Chapter 24 Comparing Proportions with Two Independent Samples

Often, when analyzing data from an independent samples design, we are interested in comparing the proportions of subjects that achieve some outcome, across two levels of an exposure, or treatment. In this circumstance, we will first summarize the available data in terms of a 2x2 cross-tabulation, and then apply a series of inferential methods for 2x2 tables to obtain point and interval estimates of interest.

24.1 A First Example: Ibuprofen and Sepsis Trial

As we saw in a previous Chapter, we are interested in comparing the percentage of patients in each arm of the trial (Ibuprofen vs. Placebo) that showed an improvement in their temperature (temp_drop > 0). Our primary interest is in comparing the percentage of Ibuprofen patients whose temperature dropped to the percentage of Placebo patients whose temperature dropped.

  • We can summarize the data behind the two proportions we are comparing in a contingency table with two rows which identify the exposure or treatment of interest, and two columns to represent the outcomes of interest.
  • In this case, we are comparing two groups of subjects based on treatment (treat): those who received Ibuprofen and those who received a placebo. The outcome of interest is whether the subject’s temperature dropped (temp_drop > 0), or not.
  • In the table, we place the frequency for each combination of a row and a column.
  • The rows need to be mutually exclusive and collectively exhaustive: each patient must either receive Ibuprofen or Placebo.

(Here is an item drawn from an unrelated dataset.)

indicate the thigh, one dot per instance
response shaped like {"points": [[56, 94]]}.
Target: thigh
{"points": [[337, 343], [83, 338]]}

Similarly, the columns must meet the same standard: every patient’s temperature either drops or does not drop.

Here’s the contingency table.

sepsis <- sepsis %>%
    mutate(dropped = ifelse(temp_drop > 0, "Drop", "No Drop"))

sepsis %>% tabyl(treat, dropped) %>% 
    adorn_totals() %>%
    adorn_percentages(denom = "row") %>%
    adorn_pct_formatting(digits = 1) %>%
    adorn_ns(position = "front")
     treat        Drop     No Drop
 Ibuprofen 107 (71.3%)  43 (28.7%)
   Placebo  80 (53.3%)  70 (46.7%)
     Total 187 (62.3%) 113 (37.7%)

In our sample, we observe 71.3% of the 150 Ibuprofen subjects with a positive temp_drop as compared to 53.3% of the 150 Placebo subjects. We want to compare these two probabilities (represented using proportions as 0.713 vs. 0.533) to estimate the size of the difference between the proportions with a point estimate and 90% confidence interval.

But there are other comparisons we could make, too. The tricky part is that we have multiple ways to describe the relationship between treatment and outcome. We might compare outcome “risks” directly using the difference in probabilities, or the ratio of the two probabilities, or we might convert the risks to odds, and compare the ratio of those odds. In any case, we’ll get different point estimates and confidence intervals, all of which will help us make conclusions about the evidence available in this trial speaking to differences between Ibuprofen and Placebo.

24.2 Relating a Treatment to an Outcome

The question of interest is whether the percentage of subjects whose temperature dropped is different (and probably larger) in the subjects who received Ibuprofen than in those who received the Placebo.

Treatment Arm Dropped Did Not Drop Total Proportion who dropped
Ibuprofen 107 43 150 0.713
Placebo 80 70 150 0.533

In other words, what is the relationship between the treatment and the outcome?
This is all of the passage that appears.